Jenn ignored him. “Cold Harbor flights are guarded only by a skeleton detail plus flight crew plus whatever personnel are being transported to Africa. And because it’s Category X, their materiel has to be sealed in shipping containers. They won’t be armed.”
“Yeah, but neither will we,” Gibson reminded her. “Armed or not, how are we supposed to take George off a plane guarded by Cold Harbor mercs? Rock-paper-scissors them for him?”
“Who said we’d be unarmed?” Jenn said with a crafty smile.
“Jenn. I’ll have a green badge, and that will give me the run of the airport, but I’ll still have to pass through security to get on premises. There’s no way I’m getting guns through. So unless you’ve been tunneling under security at night . . .”
“Are you familiar with the term ‘security theater’?”
Gibson nodded. It was the criticism that the billions of dollars spent since 9/11 to upgrade security at American airports had had little impact on overall security. That all that the pantomime at TSA checkpoints accomplished was to create the illusion of increased safety.
Gibson said, “Doesn’t mean they won’t catch me carrying a gun into the terminals.”
“That would be true if we were infiltrating that Dulles International Airport.”
“There’s another Dulles I haven’t heard about?”
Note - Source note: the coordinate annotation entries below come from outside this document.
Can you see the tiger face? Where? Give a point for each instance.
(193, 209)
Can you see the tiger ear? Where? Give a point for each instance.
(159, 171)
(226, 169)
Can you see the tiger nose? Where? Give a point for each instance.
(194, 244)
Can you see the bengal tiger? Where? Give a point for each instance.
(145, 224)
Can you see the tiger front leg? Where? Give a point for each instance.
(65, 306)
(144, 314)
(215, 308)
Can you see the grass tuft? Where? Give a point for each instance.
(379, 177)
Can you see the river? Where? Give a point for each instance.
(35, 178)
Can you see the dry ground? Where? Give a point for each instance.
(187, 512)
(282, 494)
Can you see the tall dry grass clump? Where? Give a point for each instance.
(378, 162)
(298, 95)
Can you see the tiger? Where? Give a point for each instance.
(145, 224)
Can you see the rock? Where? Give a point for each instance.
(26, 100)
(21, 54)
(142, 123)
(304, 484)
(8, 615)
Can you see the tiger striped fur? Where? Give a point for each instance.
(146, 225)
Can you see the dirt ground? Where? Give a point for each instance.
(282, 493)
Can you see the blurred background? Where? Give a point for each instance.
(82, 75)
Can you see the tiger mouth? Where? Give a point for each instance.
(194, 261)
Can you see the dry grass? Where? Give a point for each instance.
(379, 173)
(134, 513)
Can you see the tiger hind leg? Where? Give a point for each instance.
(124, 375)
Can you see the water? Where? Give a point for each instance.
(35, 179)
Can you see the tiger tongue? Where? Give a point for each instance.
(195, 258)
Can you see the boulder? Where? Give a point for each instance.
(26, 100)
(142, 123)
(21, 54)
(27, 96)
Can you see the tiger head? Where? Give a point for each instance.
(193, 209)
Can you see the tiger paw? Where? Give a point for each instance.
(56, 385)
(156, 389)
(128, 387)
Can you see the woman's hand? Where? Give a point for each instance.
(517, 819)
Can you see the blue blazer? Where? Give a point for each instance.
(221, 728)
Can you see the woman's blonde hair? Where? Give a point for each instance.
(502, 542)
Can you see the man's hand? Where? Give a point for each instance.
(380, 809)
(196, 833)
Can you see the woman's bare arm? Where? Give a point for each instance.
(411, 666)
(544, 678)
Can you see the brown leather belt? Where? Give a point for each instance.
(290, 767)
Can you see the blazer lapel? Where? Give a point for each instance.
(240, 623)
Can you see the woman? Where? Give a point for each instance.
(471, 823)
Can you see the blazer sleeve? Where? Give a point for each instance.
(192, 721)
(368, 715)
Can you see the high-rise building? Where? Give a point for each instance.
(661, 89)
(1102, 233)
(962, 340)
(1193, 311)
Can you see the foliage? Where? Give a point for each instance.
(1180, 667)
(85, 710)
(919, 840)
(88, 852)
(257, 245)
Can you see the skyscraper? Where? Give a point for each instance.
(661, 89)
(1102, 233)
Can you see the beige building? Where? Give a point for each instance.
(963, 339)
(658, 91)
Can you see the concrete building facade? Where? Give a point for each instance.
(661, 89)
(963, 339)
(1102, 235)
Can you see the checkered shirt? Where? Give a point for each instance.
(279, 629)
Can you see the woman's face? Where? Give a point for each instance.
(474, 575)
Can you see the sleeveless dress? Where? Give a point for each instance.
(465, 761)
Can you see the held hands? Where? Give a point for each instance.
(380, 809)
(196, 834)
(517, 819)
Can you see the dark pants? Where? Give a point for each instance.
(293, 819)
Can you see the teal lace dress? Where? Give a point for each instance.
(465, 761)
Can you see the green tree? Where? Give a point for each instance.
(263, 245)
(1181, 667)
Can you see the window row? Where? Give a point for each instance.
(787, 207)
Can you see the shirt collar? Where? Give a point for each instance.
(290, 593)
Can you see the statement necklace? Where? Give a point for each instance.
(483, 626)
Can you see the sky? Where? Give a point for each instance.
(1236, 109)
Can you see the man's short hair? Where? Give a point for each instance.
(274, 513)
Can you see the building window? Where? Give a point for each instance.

Jenn nodded and explained that there were, for all intents and purposes, two Dulles International Airports: commercial and general aviation, each one operating on two entirely different sets of security principles. “Cat X really only refers to the commercial side of the airport. The airline terminals. Where TSA puts the general public through their little shoeless, beltless parade—metal detectors, pat downs, all of that. Then there’s GA—general aviation. That’s the side of the airport that accommodates private aircraft—anything from a one-seat prop to Gulfstream jets. And private cargo planes for businesses like FedEx and UPS.”
“And Cold Harbor.”
“And Cold Harbor,” she confirmed. “That’s why you now work for Tyner Aviation. It’s one of the FBOs—fixed-base operators—that provide services, such as fuel and maintenance, to private aircraft at Dulles.”
“So no security theater in general aviation?”
“Why bother?” Jenn asked. “There’s no one there to see it. I mean, they still have employees pass through security checks, but it’s pretty nominal compared to the commercial terminals.”
“Metal detectors?”
“Yes,” Jenn said.
“So how do we get weapons in?”
“Simple. Fly them in.”
That seemed like an even worse idea to Gibson. “Oh, come on. They don’t search aircraft?”